Speaking of kayaking and PFD’s you are not required to wear your PFD in a kayak, you are just required to have it on board. Just like with a regular boat, the same rules apply. However if you think about it, when you fall out of a kayak, and the current takes you away, how are you going to get to your PFD. Not to mention, have you ever tried to put one of these things on while in the water? The officers told me they will be taking a harder look next year at kayakers, and SUP’s for PFD’s (say that three times fast). People are constantly doing not so smart things, and are not familiar with these waters. Recently they (F&W) intercepted a guy in a blow up kayak with three small children heading to the outer wall. Yeah, I was shaking my head in disbelief as well. Mostly for the fact who in their right mind takes three small children in a kayak to the outer wall, and especially in a blow up kayak. One small rip and that guy would be sinking real fast, in very heavy current. Then how does he hold onto three kids and keep himself afloat? When this was pointed out to him, he quickly realized this was a bad idea. The boys gave he and the kids a ride back to the beach in Lewes, and dropped them off with a stern warning.

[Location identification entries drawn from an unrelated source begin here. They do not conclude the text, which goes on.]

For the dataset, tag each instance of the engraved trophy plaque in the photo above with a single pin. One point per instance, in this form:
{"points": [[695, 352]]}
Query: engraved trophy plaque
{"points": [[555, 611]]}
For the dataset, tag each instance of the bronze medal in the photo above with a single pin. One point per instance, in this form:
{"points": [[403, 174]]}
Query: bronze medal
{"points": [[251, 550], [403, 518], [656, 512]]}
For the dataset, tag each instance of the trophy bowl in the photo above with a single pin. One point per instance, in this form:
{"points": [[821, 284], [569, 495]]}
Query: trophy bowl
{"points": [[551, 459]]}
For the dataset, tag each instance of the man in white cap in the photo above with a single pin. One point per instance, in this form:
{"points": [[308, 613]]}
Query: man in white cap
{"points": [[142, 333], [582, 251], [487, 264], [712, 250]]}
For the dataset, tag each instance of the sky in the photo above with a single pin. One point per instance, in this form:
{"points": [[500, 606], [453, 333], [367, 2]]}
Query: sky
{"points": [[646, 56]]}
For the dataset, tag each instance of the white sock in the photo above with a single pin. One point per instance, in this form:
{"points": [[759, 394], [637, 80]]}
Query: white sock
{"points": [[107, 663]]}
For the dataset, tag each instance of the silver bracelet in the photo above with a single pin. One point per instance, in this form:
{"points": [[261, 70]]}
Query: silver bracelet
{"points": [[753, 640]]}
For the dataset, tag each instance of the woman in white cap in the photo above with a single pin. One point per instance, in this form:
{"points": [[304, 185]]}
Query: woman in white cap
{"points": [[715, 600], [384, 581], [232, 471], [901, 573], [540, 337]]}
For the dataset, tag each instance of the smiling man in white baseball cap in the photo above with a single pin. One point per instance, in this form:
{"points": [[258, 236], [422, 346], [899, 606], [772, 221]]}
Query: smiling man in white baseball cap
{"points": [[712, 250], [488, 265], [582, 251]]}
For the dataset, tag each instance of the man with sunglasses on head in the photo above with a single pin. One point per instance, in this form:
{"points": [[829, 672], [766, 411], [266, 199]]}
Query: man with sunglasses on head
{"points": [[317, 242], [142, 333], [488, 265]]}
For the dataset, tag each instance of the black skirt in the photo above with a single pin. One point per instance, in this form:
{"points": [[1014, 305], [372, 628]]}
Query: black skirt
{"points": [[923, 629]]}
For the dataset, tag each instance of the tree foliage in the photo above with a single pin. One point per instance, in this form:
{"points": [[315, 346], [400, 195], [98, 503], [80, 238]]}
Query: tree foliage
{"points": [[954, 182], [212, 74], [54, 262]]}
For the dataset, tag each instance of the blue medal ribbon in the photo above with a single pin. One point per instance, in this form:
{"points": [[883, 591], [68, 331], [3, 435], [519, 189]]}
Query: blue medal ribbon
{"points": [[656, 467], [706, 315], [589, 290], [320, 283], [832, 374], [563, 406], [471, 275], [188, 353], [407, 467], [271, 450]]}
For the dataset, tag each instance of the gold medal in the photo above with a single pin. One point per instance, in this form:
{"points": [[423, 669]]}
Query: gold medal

The outer wall is no joke, especially in a kayak. Definitely a great place to fish, but if you plan on going out on a kayak to a place that far into the bay and dangerous, it is better to plan the trip. Keep in mind when you are on our waters, the people that look out for you have a job to do, and when you cause them to do the enforcement part of their job you could be putting another person’s life at risk. Think before you act, and remember when it comes to our toothy friends, if you do not know, let it go.